All filters are optional. The UI exposes them as inputs at the top of the table; all are also available as query parameters on the API:

Filter UI control API param Notes
User Text input username Partial match (ILIKE)
Model Text input model Partial match — e.g. wcc finds all WCC templates
Mode Dropdown moe_mode Exact match
Complexity Dropdown complexity_level trivial / moderate / complex / memory_recall
Cache Dropdown cache_hit true / false
Date from / to Date picker from_date / to_date ISO date YYYY-MM-DD
Limit Dropdown limit 50 / 100 / 500

Sorting: Click any column header (Time, User, Model, Mode, Complexity, Tokens, Latency) to sort ascending (▲) or descending (▼). Repeated clicks toggle direction. Sorting is server-side and respects pagination boundaries.

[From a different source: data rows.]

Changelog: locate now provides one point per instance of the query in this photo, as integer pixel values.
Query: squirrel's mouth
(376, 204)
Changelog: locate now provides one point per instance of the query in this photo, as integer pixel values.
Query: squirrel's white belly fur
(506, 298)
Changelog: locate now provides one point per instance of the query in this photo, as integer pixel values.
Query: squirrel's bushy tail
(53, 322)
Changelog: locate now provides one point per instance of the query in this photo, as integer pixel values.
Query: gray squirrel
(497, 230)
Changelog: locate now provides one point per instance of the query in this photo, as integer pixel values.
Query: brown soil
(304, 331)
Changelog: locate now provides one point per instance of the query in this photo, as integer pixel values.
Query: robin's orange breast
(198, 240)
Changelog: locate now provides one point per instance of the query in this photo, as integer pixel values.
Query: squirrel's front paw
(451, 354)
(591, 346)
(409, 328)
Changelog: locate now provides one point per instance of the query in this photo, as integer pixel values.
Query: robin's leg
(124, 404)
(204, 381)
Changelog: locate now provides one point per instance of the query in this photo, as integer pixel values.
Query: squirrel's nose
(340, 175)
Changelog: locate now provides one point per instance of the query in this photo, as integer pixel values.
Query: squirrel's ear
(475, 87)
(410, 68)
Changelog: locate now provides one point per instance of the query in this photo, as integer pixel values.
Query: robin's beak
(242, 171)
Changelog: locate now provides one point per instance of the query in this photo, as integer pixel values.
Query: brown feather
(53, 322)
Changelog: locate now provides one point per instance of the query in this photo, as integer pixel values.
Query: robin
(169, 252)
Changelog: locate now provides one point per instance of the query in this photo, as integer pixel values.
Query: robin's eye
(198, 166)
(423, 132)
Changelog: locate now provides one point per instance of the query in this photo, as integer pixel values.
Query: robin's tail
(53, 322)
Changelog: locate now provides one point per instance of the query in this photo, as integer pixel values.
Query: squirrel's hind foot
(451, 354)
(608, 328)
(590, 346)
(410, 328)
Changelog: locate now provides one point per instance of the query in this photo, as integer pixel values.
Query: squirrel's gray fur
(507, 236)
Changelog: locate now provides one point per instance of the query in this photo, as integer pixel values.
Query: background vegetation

API params: sort_by (one of requested_at, model, moe_mode, username, total_tokens, latency_ms, complexity_level) and sort_dir (asc / desc).

Clear all filters via the Clear button below the date pickers.

Export

Append ?format=csv for a CSV download suitable for BI tools. The export respects all active filters (limit is raised to 10 000 automatically for CSV).

Schema migration

The usage_log table is extended automatically on first startup with the new columns via ALTER TABLE … ADD COLUMN IF NOT EXISTS — no manual migration required.